AWS LocalStack + Spark Cluster + Zeppelin using Docker
This stack can be deployed into any local development environment which runs docker. It provides a way to develop analytic jobs (Lambda/Glue/EMR etc.) offline avoiding incuring costs on AWS by mocking AWS resources LocalStack.
- Install Docker for Desktop
- Windows Users:
make install
LocalStack Home Dashboard: http://localhost:8055/#!/infra
Resources used in this example:
- S3 http://localhost:4572
- DynamoDB http://localhost:4569
- Lambda http://localhost:4574
- Creating a test bucket and uploading a text file.
aws --endpoint-url=http://localhost:4572 s3 mb s3://dap-test-local-bucket
aws --endpoint-url=http://localhost:4572 s3 cp localstack/test-s3-file.txt s3://dap-test-local-bucket/
- You can use Python Boto3 client to check the contents in a bucket.
import boto3
s3_conn = boto3.client('s3', endpoint_url='http://localhost:4572')
objects = s3_conn.list_objects_v2(Bucket='dap-test-local-bucket')['Contents']
objects
[{'Key': 'test-s3-file.txt', 'LastModified': datetime.datetime(2019, 11, 14, 13, 52, 54, 713000, tzinfo=tzutc()), 'ETag': '"39a870a194a787550b6b5d1f49629236"', 'Size': 10, 'StorageClass': 'STANDARD'}]
- Check the test lambda function
localstack/lambda_function.py
import boto3
import logging
from datetime import datetime
LOGGER = logging.getLogger()
LOGGER.setLevel(logging.INFO)
S3_CLIENT = boto3.client('s3', endpoint_url='http://localhost:4572')
def handler(event, context):
LOGGER.info('I\'m putting something in S3')
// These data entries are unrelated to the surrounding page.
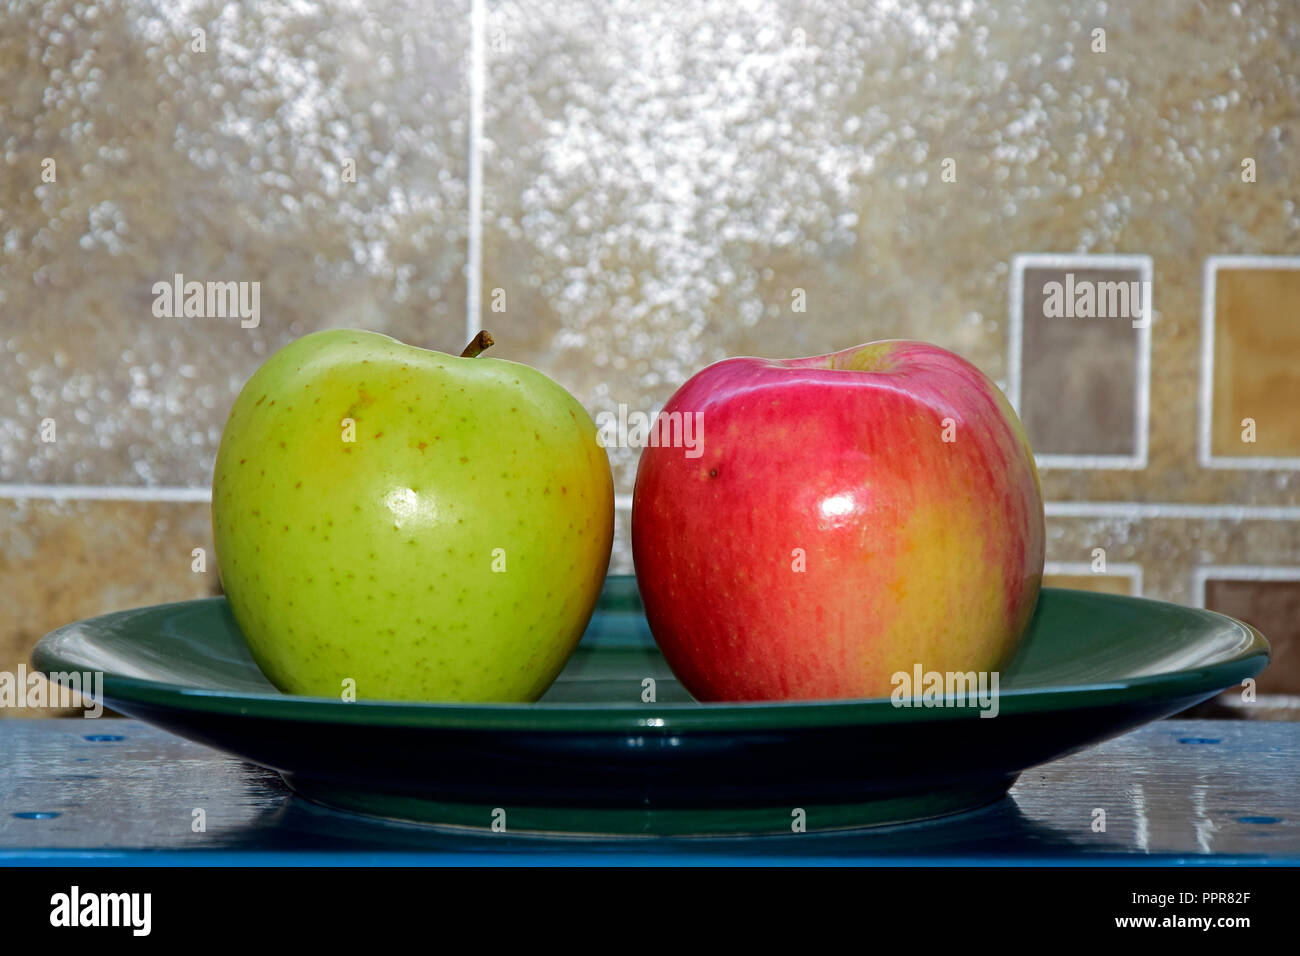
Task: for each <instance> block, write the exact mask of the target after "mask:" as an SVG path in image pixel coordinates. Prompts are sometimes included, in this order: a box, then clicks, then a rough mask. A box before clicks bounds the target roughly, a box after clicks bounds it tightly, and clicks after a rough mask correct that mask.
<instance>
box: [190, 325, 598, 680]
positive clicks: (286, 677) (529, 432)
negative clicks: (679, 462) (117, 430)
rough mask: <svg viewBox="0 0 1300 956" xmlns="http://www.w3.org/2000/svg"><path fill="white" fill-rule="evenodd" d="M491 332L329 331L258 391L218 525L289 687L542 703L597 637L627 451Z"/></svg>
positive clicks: (262, 647)
mask: <svg viewBox="0 0 1300 956" xmlns="http://www.w3.org/2000/svg"><path fill="white" fill-rule="evenodd" d="M476 342H478V345H477V346H476V343H471V346H469V347H468V349H467V350H465V352H464V354H463V355H461V356H452V355H446V354H443V352H435V351H429V350H424V349H416V347H413V346H408V345H403V343H402V342H398V341H396V339H393V338H390V337H387V336H381V334H376V333H372V332H354V330H346V329H341V330H330V332H317V333H313V334H309V336H305V337H303V338H300V339H298V341H295V342H292V343H290V345H287V346H285V347H283V349H282V350H279V351H278V352H276V354H274V355H273V356H272V358H270V359H269V360H268V362H266V364H264V365H263V367H261V368H259V369H257V372H255V373H253V376H252V378H250V380H248V384H247V385H244V388H243V390H242V392H240V393H239V398H238V399H237V401H235V403H234V408H233V410H231V412H230V419H229V421H227V423H226V428H225V432H224V433H222V436H221V447H220V450H218V451H217V463H216V471H214V475H213V483H212V527H213V535H214V540H216V555H217V564H218V567H220V570H221V583H222V585H224V588H225V592H226V597H227V598H229V601H230V609H231V611H233V613H234V617H235V620H237V622H238V624H239V627H240V630H242V631H243V633H244V637H246V639H247V641H248V648H250V650H251V652H252V656H253V658H255V659H256V661H257V665H259V666H260V667H261V670H263V671H264V672H265V675H266V678H268V679H269V680H270V682H272V683H273V684H276V687H278V688H279V689H282V691H285V692H289V693H302V695H317V696H328V697H344V698H346V697H347V696H348V693H355V696H356V698H363V700H364V698H370V700H420V701H533V700H537V698H538V697H539V696H541V695H542V693H543V692H545V691H546V688H547V687H550V684H551V682H552V680H554V679H555V675H556V674H559V671H560V669H562V667H563V666H564V663H565V661H567V659H568V657H569V654H571V653H572V652H573V648H575V646H576V644H577V641H578V639H580V637H581V636H582V631H584V630H585V628H586V624H588V620H589V619H590V617H591V610H593V609H594V606H595V601H597V597H598V594H599V592H601V585H602V583H603V580H604V574H606V570H607V567H608V562H610V546H611V542H612V537H614V481H612V477H611V473H610V460H608V457H607V455H606V453H604V449H603V447H601V446H599V445H598V444H597V429H595V425H594V423H593V421H591V419H590V416H588V414H586V411H585V410H584V408H582V406H581V405H578V402H577V401H576V399H575V398H573V397H572V395H571V394H569V393H568V392H565V390H564V389H563V388H560V386H559V385H558V384H555V382H554V381H552V380H550V378H547V377H546V376H545V375H542V373H541V372H538V371H536V369H533V368H529V367H528V365H521V364H517V363H513V362H504V360H499V359H491V358H478V356H477V351H480V350H481V349H482V347H486V345H490V343H491V339H490V337H486V336H485V334H482V333H481V336H480V338H478V339H476Z"/></svg>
test_object_key = 'a-object-{0}'.format(datetime.now().isoformat())
S3_CLIENT.put_object(
Bucket='dap-test-local-bucket',
Key=test_object_key,
Body='some body'
)
return {
"message": "{0} placed into S3".format(test_object_key)
}
- Register lambda function to AWS (LocalStack)
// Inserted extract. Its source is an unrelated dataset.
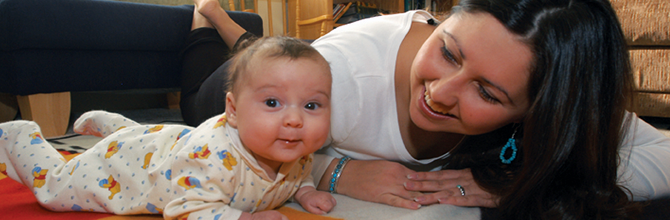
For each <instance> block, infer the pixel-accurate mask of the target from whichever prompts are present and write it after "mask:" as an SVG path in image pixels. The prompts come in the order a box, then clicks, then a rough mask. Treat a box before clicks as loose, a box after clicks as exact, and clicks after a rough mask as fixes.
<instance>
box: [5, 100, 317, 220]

zip lambda_function.zip lambda_function.py
aws --endpoint-url=http://localhost:4574 lambda create-function \
--region eu-west-2 \
--function-name local-test-function \
--runtime python3.7 \
--handler lambda_function.handler \
--memory-size 128 \
--zip-file fileb://localstack/lambda_function.zip \
--role arn:aws:iam::123456:role/notavailable
- Invoke Lambda function to test
aws --endpoint-url=http://localhost:4574 lambda invoke --function-name local-test-function out --log-type Tail
- Create Table
aws --endpoint-url=http://localhost:4569 dynamodb create-table \
--table-name LocalTestTable \
--attribute-definitions \
AttributeName=Name,AttributeType=S AttributeName=Desciption,AttributeType=S \
--key-schema AttributeName=Name,KeyType=HASH AttributeName=Desciption,KeyType=RANGE \
--provisioned-throughput ReadCapacityUnits=1,WriteCapacityUnits=1
aws --endpoint-url=http://localhost:4569 dynamodb put-item \
--table-name LocalTestTable \
--item '{
"Name": {"S": "nilan3"},
"Description": {"S": "Nilan Balachandran"} ,
"Role": {"S": "Owner"} }' \
--return-consumed-capacity TOTAL
- Query table
aws --endpoint-url=http://localhost:4569 dynamodb scan --table-name LocalTestTable
Local testing using a Spark standalone cluster and storing dummy data in LocalStack S3 to read from.
Access Zeppelin notebook and run Spark code (http://localhost:7000)
Access spark UI http://localhost:7080/